Thank you Rebekah, for the words on your CD allowed all our emotions to flow…
My Heart is crying as we leave your beautiful land. I cry because of my great sorrow and pain for what has happened to you and because of my great disgust of what will happen to you. The people of your land, more so the people of Mullens, Love you. ….I can’t hold back the tears anymore… they have begun to stream down the contours of my face. My emotions are raining. I have never seen so much beauty while simultaneously experiencing so much pain.

The World Must Know...People Must Know!

Our Land is bleeding and our people are covered in the green hue of Mother Earth’s blood. One must ask why but the answer is far too disheartening and far too destructive for one person to swallow. As we move closer to the realization that our perpetual state of denial is killing us, individuals are standing tall in a fallen forest of despair. As we continue on this path based upon a superficial existence and the ideal of short-term gratification, our land and her inhabitants are dwindling.

But there is Hope, there is Spirit and there is Jack and Rebekah! Thank you Rebekah, Jack and the community of Mullens – you all are truly amazing. You have shown me that in the face of overwhelming destruction, sorrow, and despair, the hope and optimistic persona of the human spirit will continue to prevail.
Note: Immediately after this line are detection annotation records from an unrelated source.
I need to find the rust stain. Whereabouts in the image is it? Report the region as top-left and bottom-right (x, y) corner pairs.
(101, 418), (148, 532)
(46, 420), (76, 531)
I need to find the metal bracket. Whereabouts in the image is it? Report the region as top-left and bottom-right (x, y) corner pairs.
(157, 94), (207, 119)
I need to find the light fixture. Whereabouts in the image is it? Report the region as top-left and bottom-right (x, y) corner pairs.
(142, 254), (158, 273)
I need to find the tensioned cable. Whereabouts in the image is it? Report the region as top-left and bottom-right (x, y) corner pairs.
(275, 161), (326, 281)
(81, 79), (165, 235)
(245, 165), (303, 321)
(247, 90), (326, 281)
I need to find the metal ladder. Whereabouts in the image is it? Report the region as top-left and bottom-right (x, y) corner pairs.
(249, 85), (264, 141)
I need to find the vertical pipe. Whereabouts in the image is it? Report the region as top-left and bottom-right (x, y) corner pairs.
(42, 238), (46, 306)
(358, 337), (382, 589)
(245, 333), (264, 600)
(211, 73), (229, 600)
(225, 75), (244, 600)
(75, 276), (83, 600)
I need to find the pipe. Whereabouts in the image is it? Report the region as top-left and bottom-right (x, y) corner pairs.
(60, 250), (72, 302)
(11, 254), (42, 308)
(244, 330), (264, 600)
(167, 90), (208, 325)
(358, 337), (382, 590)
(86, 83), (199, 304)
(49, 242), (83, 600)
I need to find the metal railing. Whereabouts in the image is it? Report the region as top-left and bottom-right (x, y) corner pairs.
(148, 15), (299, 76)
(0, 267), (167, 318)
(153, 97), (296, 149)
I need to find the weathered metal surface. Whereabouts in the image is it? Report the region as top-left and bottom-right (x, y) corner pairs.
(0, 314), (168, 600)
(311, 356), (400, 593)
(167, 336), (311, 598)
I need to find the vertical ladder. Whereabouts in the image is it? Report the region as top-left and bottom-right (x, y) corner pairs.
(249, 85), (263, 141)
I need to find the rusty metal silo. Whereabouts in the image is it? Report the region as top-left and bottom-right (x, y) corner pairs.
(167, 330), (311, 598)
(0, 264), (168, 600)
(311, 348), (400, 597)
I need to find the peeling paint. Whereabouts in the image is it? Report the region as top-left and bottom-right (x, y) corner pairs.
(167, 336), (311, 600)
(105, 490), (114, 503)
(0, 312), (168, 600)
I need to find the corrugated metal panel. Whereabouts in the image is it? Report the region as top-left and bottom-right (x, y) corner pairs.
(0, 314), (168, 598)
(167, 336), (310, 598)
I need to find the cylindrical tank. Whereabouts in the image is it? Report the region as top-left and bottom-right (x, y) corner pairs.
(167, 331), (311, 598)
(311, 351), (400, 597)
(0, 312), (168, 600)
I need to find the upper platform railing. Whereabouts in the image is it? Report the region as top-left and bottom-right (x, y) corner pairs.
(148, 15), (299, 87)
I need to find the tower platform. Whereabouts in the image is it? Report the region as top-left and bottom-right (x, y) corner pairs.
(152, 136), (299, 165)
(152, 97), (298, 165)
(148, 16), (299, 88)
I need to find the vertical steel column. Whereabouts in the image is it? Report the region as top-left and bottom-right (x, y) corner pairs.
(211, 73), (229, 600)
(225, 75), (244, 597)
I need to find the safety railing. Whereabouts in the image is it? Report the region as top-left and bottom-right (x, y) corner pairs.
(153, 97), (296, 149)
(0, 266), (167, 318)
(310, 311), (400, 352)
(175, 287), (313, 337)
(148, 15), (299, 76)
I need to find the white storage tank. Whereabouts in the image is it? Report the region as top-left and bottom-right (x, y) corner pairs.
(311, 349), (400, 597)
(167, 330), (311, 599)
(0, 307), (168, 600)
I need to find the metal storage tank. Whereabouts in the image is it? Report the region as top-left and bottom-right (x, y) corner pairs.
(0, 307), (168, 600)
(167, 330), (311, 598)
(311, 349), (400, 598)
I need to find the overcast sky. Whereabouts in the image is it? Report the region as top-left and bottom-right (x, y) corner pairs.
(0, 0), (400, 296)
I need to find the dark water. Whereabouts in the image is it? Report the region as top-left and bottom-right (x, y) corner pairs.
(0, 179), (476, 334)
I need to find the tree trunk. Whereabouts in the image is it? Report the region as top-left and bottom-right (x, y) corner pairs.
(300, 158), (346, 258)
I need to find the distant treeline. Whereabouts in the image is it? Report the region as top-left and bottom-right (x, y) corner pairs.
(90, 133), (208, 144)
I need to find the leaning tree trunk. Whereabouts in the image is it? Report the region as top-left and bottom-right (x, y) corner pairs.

So West Virginia, as I put my heart on paper on your behalf, my tears are streaming down my face, so pure and true like your rivers used to be. As I write, my blood flows between the chambers of my heart allowing for the support of my body... as your clean and pure soil used to be the vital blood of the animals that existed on it. In the wise words of Mr. Doomsday, “the land has been ruined in historical time, but its recovery is now in geological time.” The Stewards, the shepherds of your land have failed you and your inhabitants. Our time to attempt to do what is just and equitable is up, we now must put back our faith in you – as it should have been since the beginning.